As we move into the new year we look back on all the things we hoped to accomplish during the past year. There just wasn't enough time for everything. Now the new year stares us in the face, and we have even more detailed schedules to follow and plans to fulfill. With so many planned activities pressuring us for our time, the impulsive joy of living usually falls by the wayside.
In my grandmother's day, her circle was small enough to allow her to implement into action most any impulse from her heart. Her friends were few, and she usually had time to offer tokens of concern. She'd bake a cake for the old man down the road, or she kept the children of a friend who was sick. My mother had problems keeping up with all of her impulses of loving and giving and creating. In one generation, her world expanded to include not only the neighbors, but friends in other states and countries.
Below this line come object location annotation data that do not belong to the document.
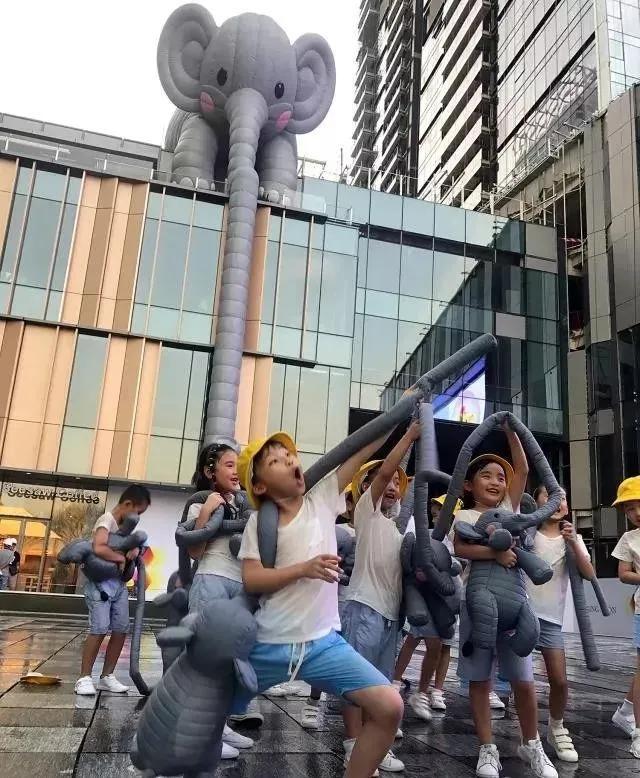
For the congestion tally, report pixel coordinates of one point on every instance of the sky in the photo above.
(92, 65)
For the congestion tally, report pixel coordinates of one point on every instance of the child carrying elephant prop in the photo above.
(430, 592)
(98, 570)
(243, 93)
(496, 596)
(181, 725)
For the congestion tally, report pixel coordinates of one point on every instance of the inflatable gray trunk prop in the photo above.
(244, 92)
(496, 596)
(400, 412)
(430, 591)
(94, 567)
(180, 729)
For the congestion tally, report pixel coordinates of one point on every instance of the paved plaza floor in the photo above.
(51, 732)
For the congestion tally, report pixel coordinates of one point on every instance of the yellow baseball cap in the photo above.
(506, 466)
(628, 490)
(250, 452)
(440, 501)
(362, 473)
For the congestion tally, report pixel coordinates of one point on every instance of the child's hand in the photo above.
(323, 567)
(414, 431)
(569, 532)
(506, 558)
(214, 501)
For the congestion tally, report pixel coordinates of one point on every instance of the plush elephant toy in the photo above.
(496, 596)
(243, 93)
(430, 592)
(180, 730)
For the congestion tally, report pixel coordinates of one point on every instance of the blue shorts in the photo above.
(429, 631)
(373, 637)
(207, 587)
(479, 666)
(109, 616)
(550, 635)
(329, 664)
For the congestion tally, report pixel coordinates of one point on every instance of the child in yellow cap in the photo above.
(298, 620)
(627, 552)
(371, 614)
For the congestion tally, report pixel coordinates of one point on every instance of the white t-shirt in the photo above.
(307, 609)
(471, 516)
(376, 580)
(549, 599)
(628, 550)
(217, 559)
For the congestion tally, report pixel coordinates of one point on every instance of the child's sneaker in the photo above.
(533, 754)
(635, 743)
(559, 739)
(235, 739)
(109, 683)
(84, 686)
(626, 723)
(310, 717)
(348, 748)
(488, 761)
(419, 704)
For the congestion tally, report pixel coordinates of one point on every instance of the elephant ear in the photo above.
(316, 83)
(183, 42)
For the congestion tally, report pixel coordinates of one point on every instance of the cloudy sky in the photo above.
(92, 64)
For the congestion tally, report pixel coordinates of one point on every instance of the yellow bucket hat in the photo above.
(366, 468)
(628, 490)
(251, 451)
(440, 501)
(506, 466)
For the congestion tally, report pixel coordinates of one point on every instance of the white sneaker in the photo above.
(419, 704)
(488, 761)
(533, 754)
(229, 752)
(235, 739)
(560, 740)
(310, 717)
(109, 683)
(85, 687)
(626, 723)
(391, 763)
(348, 748)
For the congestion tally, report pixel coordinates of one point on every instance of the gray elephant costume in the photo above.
(180, 728)
(243, 92)
(98, 570)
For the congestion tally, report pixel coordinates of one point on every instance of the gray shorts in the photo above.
(109, 616)
(429, 631)
(479, 666)
(207, 587)
(372, 636)
(550, 635)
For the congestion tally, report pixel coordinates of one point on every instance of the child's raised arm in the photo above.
(392, 462)
(520, 467)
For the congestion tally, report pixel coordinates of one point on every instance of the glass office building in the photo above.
(108, 294)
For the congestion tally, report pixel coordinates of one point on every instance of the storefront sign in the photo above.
(50, 493)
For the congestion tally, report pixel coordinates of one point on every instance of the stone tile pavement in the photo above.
(48, 732)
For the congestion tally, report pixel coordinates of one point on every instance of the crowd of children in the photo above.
(343, 639)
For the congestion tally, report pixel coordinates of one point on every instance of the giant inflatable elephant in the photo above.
(177, 704)
(243, 92)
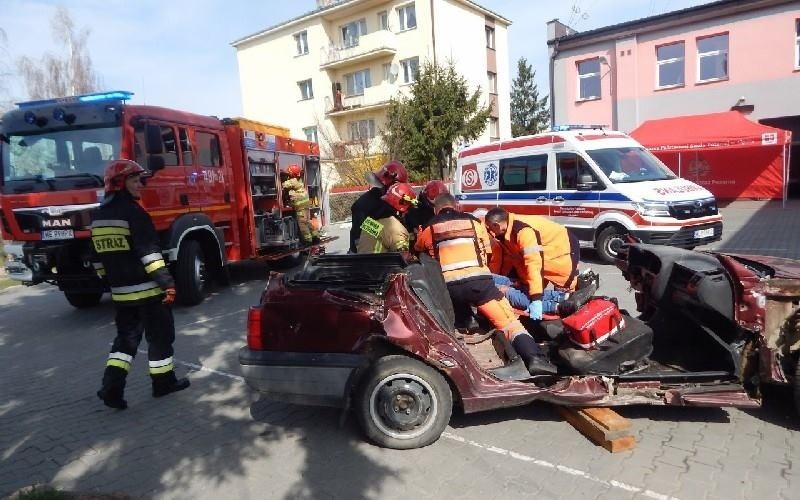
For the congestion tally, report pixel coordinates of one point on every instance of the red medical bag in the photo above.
(593, 323)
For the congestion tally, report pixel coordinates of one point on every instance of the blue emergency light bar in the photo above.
(565, 128)
(114, 95)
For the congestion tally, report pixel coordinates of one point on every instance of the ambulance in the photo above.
(599, 183)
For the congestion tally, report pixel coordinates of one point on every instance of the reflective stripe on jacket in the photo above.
(539, 250)
(459, 242)
(126, 249)
(383, 235)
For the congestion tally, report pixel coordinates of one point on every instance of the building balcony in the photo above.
(373, 98)
(371, 46)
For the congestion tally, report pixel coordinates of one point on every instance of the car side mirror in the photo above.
(155, 162)
(586, 183)
(153, 140)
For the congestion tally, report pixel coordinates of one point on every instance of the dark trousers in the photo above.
(153, 320)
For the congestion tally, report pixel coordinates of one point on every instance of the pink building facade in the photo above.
(728, 54)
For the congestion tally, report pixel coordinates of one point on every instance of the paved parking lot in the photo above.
(219, 440)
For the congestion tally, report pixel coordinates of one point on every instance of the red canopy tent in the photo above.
(726, 153)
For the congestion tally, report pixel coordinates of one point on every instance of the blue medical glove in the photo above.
(535, 309)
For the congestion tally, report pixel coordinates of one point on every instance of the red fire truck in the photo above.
(215, 195)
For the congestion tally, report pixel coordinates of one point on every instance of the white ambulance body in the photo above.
(599, 183)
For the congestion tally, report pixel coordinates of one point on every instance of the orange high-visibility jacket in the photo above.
(539, 251)
(459, 242)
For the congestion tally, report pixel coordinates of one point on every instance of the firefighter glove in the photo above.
(535, 309)
(169, 298)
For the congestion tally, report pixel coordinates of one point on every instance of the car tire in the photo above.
(608, 243)
(83, 300)
(403, 403)
(191, 275)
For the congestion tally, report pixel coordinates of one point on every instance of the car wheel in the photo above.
(191, 274)
(404, 403)
(609, 242)
(83, 300)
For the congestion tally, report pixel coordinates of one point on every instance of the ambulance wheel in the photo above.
(403, 403)
(82, 300)
(609, 242)
(191, 274)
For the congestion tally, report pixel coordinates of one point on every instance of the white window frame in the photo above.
(306, 89)
(410, 76)
(672, 60)
(301, 42)
(402, 17)
(383, 20)
(713, 53)
(363, 77)
(492, 79)
(494, 128)
(311, 134)
(355, 129)
(589, 75)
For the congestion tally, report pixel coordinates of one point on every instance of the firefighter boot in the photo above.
(113, 388)
(167, 383)
(535, 360)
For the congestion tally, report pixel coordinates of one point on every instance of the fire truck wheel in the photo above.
(82, 300)
(191, 274)
(403, 403)
(609, 242)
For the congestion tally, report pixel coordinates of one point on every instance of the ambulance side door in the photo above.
(523, 184)
(572, 204)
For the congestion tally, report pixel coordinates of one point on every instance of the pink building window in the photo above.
(589, 79)
(712, 58)
(670, 65)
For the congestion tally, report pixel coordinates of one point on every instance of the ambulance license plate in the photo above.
(703, 233)
(57, 234)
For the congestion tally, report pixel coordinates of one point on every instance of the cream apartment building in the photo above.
(329, 74)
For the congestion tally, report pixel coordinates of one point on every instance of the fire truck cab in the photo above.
(215, 195)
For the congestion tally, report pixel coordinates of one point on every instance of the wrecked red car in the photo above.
(375, 334)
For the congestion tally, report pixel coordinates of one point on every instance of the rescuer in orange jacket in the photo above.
(460, 243)
(539, 250)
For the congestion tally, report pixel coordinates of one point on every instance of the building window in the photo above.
(306, 90)
(355, 83)
(492, 77)
(311, 134)
(407, 17)
(589, 79)
(351, 32)
(494, 128)
(301, 41)
(797, 44)
(410, 69)
(712, 58)
(361, 130)
(670, 64)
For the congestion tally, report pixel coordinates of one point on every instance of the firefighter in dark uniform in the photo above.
(371, 204)
(127, 253)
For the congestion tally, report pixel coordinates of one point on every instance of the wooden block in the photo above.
(607, 418)
(612, 440)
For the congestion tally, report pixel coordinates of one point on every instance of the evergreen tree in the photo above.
(529, 113)
(422, 130)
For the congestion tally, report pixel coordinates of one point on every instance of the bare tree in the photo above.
(54, 75)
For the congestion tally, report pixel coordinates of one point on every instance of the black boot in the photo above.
(535, 360)
(113, 388)
(167, 383)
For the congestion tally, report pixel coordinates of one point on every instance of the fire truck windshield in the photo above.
(57, 160)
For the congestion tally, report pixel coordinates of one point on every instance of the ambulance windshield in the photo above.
(634, 164)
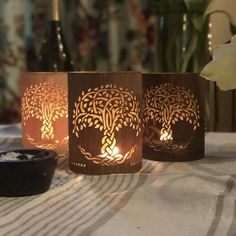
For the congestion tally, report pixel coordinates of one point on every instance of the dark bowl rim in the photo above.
(50, 155)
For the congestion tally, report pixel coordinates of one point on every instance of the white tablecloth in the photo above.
(180, 199)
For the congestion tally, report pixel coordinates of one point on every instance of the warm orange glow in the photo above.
(108, 109)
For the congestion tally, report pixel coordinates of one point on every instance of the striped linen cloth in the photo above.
(191, 198)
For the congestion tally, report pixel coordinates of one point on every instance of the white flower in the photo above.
(222, 68)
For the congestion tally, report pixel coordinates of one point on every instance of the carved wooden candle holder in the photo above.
(105, 122)
(173, 117)
(44, 106)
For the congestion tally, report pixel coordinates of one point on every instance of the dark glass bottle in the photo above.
(54, 54)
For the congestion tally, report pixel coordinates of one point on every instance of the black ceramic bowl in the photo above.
(27, 177)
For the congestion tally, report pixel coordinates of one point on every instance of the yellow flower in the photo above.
(222, 68)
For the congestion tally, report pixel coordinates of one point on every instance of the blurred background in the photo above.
(101, 35)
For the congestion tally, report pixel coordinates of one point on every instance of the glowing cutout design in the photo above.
(167, 105)
(46, 102)
(107, 109)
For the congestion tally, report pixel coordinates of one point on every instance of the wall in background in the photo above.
(220, 26)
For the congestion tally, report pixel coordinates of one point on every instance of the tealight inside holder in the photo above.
(173, 117)
(105, 122)
(44, 106)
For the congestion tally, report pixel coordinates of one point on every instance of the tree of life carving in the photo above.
(168, 105)
(46, 102)
(107, 109)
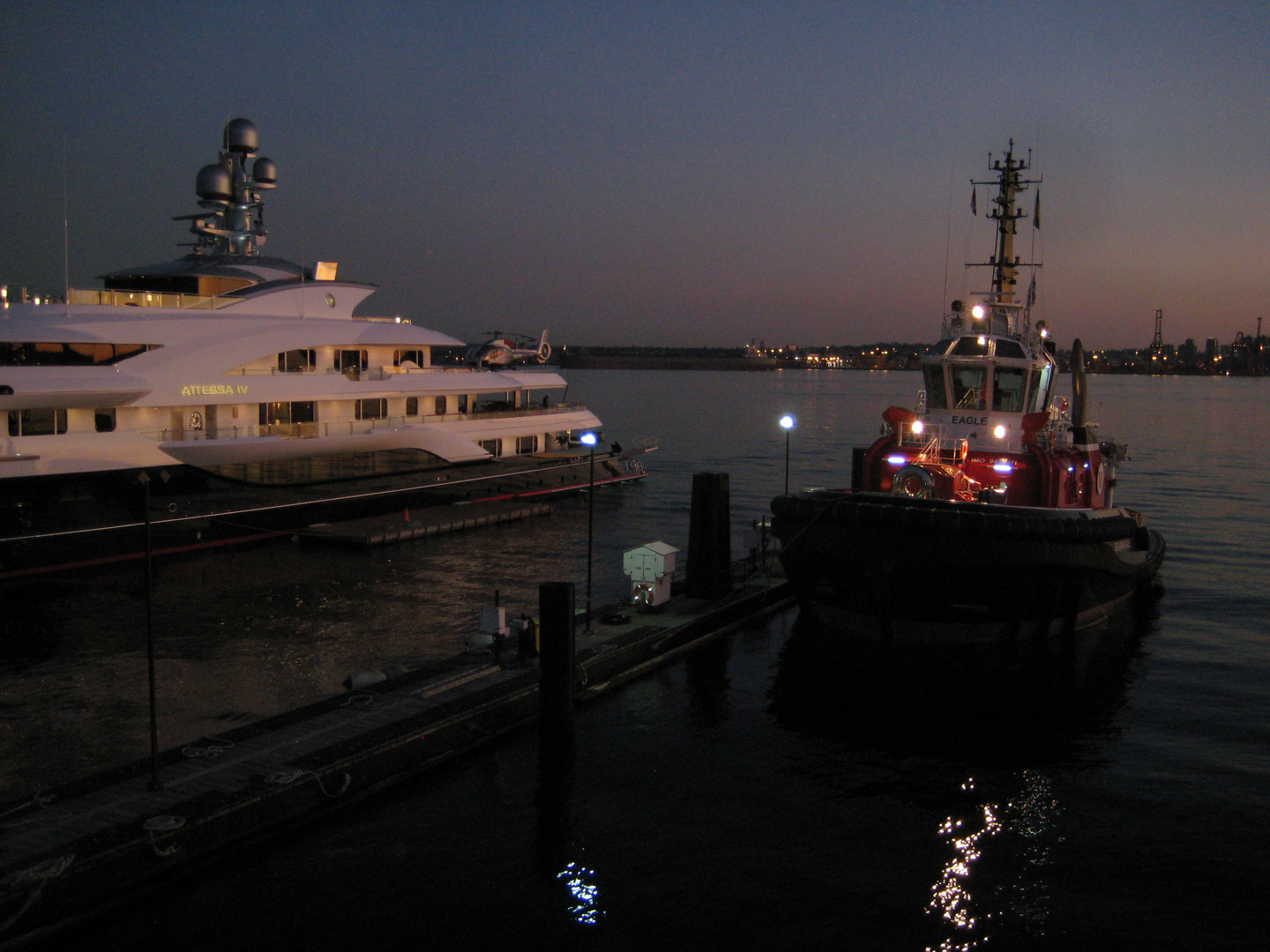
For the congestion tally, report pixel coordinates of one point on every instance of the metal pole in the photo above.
(787, 461)
(155, 784)
(591, 528)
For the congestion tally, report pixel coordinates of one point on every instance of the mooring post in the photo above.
(709, 573)
(556, 666)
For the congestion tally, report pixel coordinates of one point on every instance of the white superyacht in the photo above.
(253, 400)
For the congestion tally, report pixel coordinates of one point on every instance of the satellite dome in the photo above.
(265, 170)
(213, 183)
(242, 136)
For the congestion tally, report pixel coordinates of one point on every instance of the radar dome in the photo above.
(265, 170)
(213, 183)
(240, 136)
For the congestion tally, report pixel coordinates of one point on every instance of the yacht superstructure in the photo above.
(235, 375)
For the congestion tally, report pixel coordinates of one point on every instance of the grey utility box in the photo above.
(651, 569)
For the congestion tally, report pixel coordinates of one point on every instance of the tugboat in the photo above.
(984, 513)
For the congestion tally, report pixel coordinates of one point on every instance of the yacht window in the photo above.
(1007, 389)
(297, 361)
(968, 386)
(970, 346)
(351, 361)
(37, 423)
(937, 394)
(374, 409)
(48, 354)
(404, 358)
(296, 412)
(1010, 348)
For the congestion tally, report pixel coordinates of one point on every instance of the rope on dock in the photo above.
(37, 876)
(163, 824)
(283, 777)
(216, 747)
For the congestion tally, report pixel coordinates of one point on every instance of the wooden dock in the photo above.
(107, 839)
(419, 524)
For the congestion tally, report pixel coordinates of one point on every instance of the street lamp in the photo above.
(589, 439)
(788, 423)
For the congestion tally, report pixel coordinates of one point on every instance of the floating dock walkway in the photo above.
(107, 839)
(419, 524)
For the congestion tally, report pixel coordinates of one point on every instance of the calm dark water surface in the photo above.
(766, 793)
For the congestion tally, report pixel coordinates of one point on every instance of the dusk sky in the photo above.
(677, 173)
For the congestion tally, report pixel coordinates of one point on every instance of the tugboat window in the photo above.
(972, 346)
(968, 387)
(1007, 390)
(937, 392)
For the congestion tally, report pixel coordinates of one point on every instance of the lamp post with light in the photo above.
(589, 439)
(788, 423)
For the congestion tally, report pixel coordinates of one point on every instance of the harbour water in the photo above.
(766, 792)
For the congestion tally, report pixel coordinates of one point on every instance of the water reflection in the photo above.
(975, 738)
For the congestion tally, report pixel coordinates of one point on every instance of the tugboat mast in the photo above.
(1005, 263)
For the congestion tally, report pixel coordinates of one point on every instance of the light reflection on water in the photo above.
(766, 792)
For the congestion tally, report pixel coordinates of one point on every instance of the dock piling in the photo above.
(709, 570)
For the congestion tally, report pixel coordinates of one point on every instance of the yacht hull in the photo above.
(57, 524)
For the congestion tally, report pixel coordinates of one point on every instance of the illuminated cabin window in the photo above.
(1010, 348)
(351, 361)
(75, 354)
(937, 392)
(404, 357)
(297, 361)
(286, 413)
(970, 346)
(1007, 389)
(37, 423)
(968, 386)
(372, 409)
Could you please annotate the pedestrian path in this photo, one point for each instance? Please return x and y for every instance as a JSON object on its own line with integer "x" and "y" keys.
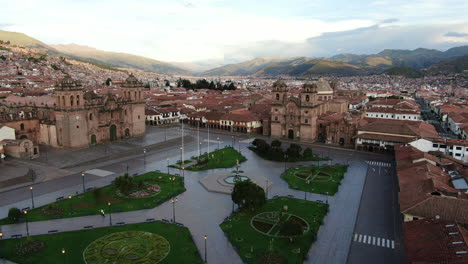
{"x": 374, "y": 241}
{"x": 378, "y": 163}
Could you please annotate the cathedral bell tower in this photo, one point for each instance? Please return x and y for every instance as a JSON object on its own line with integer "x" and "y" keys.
{"x": 280, "y": 90}
{"x": 309, "y": 94}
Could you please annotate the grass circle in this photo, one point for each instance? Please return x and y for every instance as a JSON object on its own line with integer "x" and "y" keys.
{"x": 128, "y": 247}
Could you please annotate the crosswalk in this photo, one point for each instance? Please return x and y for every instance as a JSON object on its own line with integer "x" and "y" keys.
{"x": 374, "y": 241}
{"x": 378, "y": 163}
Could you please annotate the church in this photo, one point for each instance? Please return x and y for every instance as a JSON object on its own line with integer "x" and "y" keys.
{"x": 72, "y": 117}
{"x": 295, "y": 116}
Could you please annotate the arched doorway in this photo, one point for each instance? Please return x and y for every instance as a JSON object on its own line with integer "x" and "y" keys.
{"x": 113, "y": 133}
{"x": 93, "y": 139}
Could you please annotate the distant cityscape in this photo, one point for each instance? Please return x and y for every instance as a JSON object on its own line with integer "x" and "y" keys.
{"x": 253, "y": 168}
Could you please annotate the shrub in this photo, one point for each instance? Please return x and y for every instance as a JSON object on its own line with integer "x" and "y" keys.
{"x": 14, "y": 214}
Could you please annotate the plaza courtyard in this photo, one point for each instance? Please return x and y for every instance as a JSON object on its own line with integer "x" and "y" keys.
{"x": 200, "y": 210}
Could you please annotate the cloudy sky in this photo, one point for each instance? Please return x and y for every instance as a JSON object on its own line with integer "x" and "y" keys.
{"x": 235, "y": 30}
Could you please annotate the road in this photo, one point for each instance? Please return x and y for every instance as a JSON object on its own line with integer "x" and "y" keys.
{"x": 377, "y": 237}
{"x": 203, "y": 211}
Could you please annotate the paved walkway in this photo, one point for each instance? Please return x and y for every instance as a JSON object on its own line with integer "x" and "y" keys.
{"x": 203, "y": 211}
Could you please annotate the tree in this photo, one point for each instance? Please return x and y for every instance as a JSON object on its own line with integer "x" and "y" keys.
{"x": 307, "y": 152}
{"x": 14, "y": 214}
{"x": 248, "y": 195}
{"x": 276, "y": 144}
{"x": 294, "y": 151}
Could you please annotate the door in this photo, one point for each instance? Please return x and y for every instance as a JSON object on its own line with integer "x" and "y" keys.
{"x": 113, "y": 133}
{"x": 93, "y": 139}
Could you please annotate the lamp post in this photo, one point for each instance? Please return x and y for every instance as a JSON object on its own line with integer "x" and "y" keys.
{"x": 110, "y": 214}
{"x": 64, "y": 256}
{"x": 82, "y": 178}
{"x": 27, "y": 225}
{"x": 173, "y": 208}
{"x": 285, "y": 158}
{"x": 206, "y": 238}
{"x": 32, "y": 196}
{"x": 144, "y": 157}
{"x": 167, "y": 159}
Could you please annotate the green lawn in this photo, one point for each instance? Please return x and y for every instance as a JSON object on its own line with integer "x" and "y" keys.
{"x": 90, "y": 203}
{"x": 182, "y": 248}
{"x": 315, "y": 179}
{"x": 222, "y": 158}
{"x": 280, "y": 158}
{"x": 255, "y": 246}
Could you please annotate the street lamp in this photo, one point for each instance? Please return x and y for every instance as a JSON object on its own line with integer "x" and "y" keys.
{"x": 206, "y": 238}
{"x": 167, "y": 165}
{"x": 285, "y": 158}
{"x": 26, "y": 218}
{"x": 64, "y": 256}
{"x": 110, "y": 214}
{"x": 82, "y": 177}
{"x": 32, "y": 196}
{"x": 173, "y": 208}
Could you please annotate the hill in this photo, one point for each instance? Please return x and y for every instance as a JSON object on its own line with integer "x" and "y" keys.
{"x": 114, "y": 59}
{"x": 92, "y": 55}
{"x": 298, "y": 66}
{"x": 403, "y": 71}
{"x": 458, "y": 65}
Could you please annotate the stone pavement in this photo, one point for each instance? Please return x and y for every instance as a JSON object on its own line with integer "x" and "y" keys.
{"x": 203, "y": 211}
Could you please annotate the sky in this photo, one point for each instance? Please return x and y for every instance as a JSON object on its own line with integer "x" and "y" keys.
{"x": 237, "y": 30}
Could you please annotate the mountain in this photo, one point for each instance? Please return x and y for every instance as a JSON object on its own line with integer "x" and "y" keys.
{"x": 298, "y": 66}
{"x": 114, "y": 59}
{"x": 21, "y": 39}
{"x": 416, "y": 59}
{"x": 95, "y": 56}
{"x": 458, "y": 65}
{"x": 403, "y": 71}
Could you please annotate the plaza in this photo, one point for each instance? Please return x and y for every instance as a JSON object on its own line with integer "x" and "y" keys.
{"x": 198, "y": 209}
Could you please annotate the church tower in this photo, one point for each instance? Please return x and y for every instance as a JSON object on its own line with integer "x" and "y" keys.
{"x": 280, "y": 90}
{"x": 70, "y": 114}
{"x": 134, "y": 107}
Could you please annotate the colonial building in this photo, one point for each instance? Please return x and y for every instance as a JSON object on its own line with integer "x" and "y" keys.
{"x": 72, "y": 117}
{"x": 295, "y": 117}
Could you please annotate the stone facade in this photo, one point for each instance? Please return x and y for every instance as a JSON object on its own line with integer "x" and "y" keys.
{"x": 74, "y": 118}
{"x": 296, "y": 117}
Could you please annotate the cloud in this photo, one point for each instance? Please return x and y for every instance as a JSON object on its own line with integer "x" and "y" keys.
{"x": 456, "y": 34}
{"x": 6, "y": 25}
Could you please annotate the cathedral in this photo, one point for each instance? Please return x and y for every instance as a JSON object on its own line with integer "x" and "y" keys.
{"x": 73, "y": 117}
{"x": 296, "y": 116}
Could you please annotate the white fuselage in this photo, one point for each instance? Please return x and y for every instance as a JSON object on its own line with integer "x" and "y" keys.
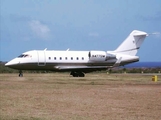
{"x": 67, "y": 60}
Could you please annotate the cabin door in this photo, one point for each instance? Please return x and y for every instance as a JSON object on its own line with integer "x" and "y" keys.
{"x": 41, "y": 58}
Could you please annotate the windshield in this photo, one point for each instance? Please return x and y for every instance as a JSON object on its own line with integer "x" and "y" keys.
{"x": 24, "y": 56}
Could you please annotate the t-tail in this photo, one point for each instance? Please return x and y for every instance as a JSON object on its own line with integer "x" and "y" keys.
{"x": 132, "y": 43}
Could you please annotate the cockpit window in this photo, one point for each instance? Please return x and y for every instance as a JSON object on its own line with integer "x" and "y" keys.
{"x": 24, "y": 56}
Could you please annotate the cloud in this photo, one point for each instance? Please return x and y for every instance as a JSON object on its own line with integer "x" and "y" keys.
{"x": 39, "y": 29}
{"x": 93, "y": 34}
{"x": 156, "y": 34}
{"x": 154, "y": 17}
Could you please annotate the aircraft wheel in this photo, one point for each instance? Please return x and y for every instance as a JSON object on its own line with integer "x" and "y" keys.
{"x": 20, "y": 73}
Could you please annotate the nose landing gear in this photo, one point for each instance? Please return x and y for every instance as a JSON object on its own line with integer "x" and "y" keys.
{"x": 20, "y": 73}
{"x": 77, "y": 74}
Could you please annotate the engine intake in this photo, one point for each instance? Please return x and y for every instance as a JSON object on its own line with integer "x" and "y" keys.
{"x": 100, "y": 56}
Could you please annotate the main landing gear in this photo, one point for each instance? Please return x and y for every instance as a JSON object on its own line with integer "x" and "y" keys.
{"x": 20, "y": 73}
{"x": 77, "y": 74}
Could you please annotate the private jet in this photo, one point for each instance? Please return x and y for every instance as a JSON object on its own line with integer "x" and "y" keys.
{"x": 78, "y": 63}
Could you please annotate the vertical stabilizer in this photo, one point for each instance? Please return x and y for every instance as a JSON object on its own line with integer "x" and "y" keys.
{"x": 132, "y": 43}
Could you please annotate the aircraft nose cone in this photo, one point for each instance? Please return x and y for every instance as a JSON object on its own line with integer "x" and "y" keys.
{"x": 11, "y": 63}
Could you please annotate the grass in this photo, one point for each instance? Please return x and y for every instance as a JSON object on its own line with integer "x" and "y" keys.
{"x": 96, "y": 96}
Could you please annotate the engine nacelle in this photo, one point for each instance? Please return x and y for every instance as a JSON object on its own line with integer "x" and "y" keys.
{"x": 100, "y": 56}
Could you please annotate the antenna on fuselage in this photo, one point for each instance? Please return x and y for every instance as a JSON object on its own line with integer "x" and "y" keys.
{"x": 45, "y": 49}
Now, in our generation, life has become so large that we often feel overwhelmed with our impulses. We want to do too many things. There's the new family down the street we'd like to invite to dinner. And there's the friend to share an idea with, perhaps over lunch. Even emails don't get sent because of the time-squeeze. The nursing home needs volunteers, and the family with the new baby would appreciate a brought-in dinner. We know so many people that we enjoy that we hate to miss an opportunity to visit with them. Sometimes we feel that we might drown in a sea of friendship and opportunities to serve.
Yet in a new year of structured activities we must now lose the joy of impulsive sharing with others. The impulse of the moment gives the sharing even more meaning.
The year lies ahead of us. We can turn it into a year of impulsive joy. Joy is a by-product of working toward the joy of someone else.